それから僕達はアマツに戻りミカエラとミミの助けを借りて食料や色々な物資を分けてもらい、翌日の朝にはもうトウキョウへと向かうことになった。善は急げだ。
「本当にお世話になりました。ろくにお礼も言えずに旅立つ事になりましたが、この恩は忘れません。」
「皆様が故郷へと帰れるよう尽力致しますは我らが悲願、なのでお気になさらず。いつでも皆様のご帰還を願っておりますので是非もう一度寄ってくださいませ。盛大に皆様を持て成す準備をしてお待ちしております!」
ミカエラはそう言って頭を下げて見送ってくれた。ここでは頭を下げて挨拶をする文化があって、相手に礼を尽くす場合などに使用される。…もっと彼女達の暮らしぶりや文化を知りたかった。
「ま、マチマス!」
「マチ、マチマ…ス…?」
「ーーーー。」
ミミ達キョウダイまで駆け付けてくれた。彼女達には本当にお世話になった。もっとネストスロークの話をしてあげたかったしアマツの話を聞きたかった。もし通信機を手に入れて余裕があればそれでコンタクトを取れたら良いな。
「ありがとうございます皆さん。」
ミミ達の顔を見ればとても心配そうなのが伝わってくる。トウキョウへ行くのだから仕方ないとしても、たった数日でここまで仲良くなれたのは彼女達の人間性が良かったからだろう。

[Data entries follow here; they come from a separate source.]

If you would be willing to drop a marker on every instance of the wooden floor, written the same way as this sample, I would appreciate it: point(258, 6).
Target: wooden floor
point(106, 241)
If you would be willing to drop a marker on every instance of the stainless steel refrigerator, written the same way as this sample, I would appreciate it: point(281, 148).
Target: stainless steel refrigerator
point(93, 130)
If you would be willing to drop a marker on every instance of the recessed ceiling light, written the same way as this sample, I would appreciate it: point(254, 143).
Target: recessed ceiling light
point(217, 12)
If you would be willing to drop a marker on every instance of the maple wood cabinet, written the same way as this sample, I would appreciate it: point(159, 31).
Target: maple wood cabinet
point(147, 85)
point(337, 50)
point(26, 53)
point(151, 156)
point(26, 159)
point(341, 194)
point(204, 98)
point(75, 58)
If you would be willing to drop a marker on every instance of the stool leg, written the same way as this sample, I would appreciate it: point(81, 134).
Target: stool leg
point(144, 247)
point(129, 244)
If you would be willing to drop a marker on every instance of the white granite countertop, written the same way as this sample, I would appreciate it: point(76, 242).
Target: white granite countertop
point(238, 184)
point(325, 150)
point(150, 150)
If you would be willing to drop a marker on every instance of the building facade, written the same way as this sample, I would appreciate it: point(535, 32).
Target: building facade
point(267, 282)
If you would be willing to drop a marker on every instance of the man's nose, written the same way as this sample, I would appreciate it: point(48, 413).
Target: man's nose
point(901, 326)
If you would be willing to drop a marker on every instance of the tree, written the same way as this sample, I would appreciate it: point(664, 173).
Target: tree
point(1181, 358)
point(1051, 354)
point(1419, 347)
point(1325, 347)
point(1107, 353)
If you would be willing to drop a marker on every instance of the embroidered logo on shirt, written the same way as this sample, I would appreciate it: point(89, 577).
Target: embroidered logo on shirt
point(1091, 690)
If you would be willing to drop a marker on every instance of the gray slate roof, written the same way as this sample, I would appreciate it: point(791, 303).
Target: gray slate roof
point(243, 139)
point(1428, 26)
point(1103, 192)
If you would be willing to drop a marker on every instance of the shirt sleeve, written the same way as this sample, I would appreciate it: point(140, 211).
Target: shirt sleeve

「出来れば多くの者で見送りをしたかったのですが、皆様が必要無いとのことだったので私達のみですみません。ですが我々耀人は皆様の無事を毎日祈って待ち続けます。」
プレッシャーが最初っから最後まで凄いな。ミカエラの期待にも応えないか…
「うん。故郷へ帰る前には一度顔を見せに来るよ。」
心配させないよう出来るだけ笑顔でそう伝えるとミカエラの様子が変わっていく。…なんか頬が赤いような?
「…アイン様。一つ話しておきたい事があります。」
「はいなんでしょう?」
なんだろう改まって。何か重要な事柄だろうか?
「あの…もし宜しければなのですが…うちのムコに来ませんか?」
ムコ?ムコってなんだ?僕やディズィー、エピは分かっていないけど女性陣は察しがついていそうだった。なんか良くない空気だぞ?
「えっと、まあ…一度は(こちらに)来ますけど?」
「本当ですか!?リョウシンに話をしておきますのでその時になったら末永くお願いします!」
良く分からないまま答えてしまったけど、これって多分了承してはいけないやつだ。僕には分かる。だって後ろに居るアネモネから殺気を感じるから。
「行こうアイン。急がないと危ないから。」
「え、アネモネ!力つよ!ちょっと!」
アネモネに肩を捕まれ引きづられるようにトウキョウへ繫がるゲートへ入っていく。ちょっと能力を行使する準備ぐらいさせてほしいよ!
「アネモネ妬いた?」
フェネットはニヤニヤしながらアネモネに耳打ちをする。ユーやナーフも似たような表情だ。アネモネは出来るだけ視界に入れないようズカズカと進んでいく。
「…違う。」
赤い髪をなびかせてアインを引っ張るアネモネの頬はまるで自身の髪のような色付きをしていた。それをフェネットは目ざとく見つけるが、そのことは特に触れずに後ろを振り返りミカエラ達に手を振ってからゲートを通っていく。
「いつでも待っています!ですので必ず帰ってきてください!ここは皆様の故郷でもありますので!」
ミカエラ達に別れを告げたアイン達はゲートを通り抜け未開の地を進んでいく。遥か昔は世界でも有数な開拓が進んでいた大都市トウキョウへと。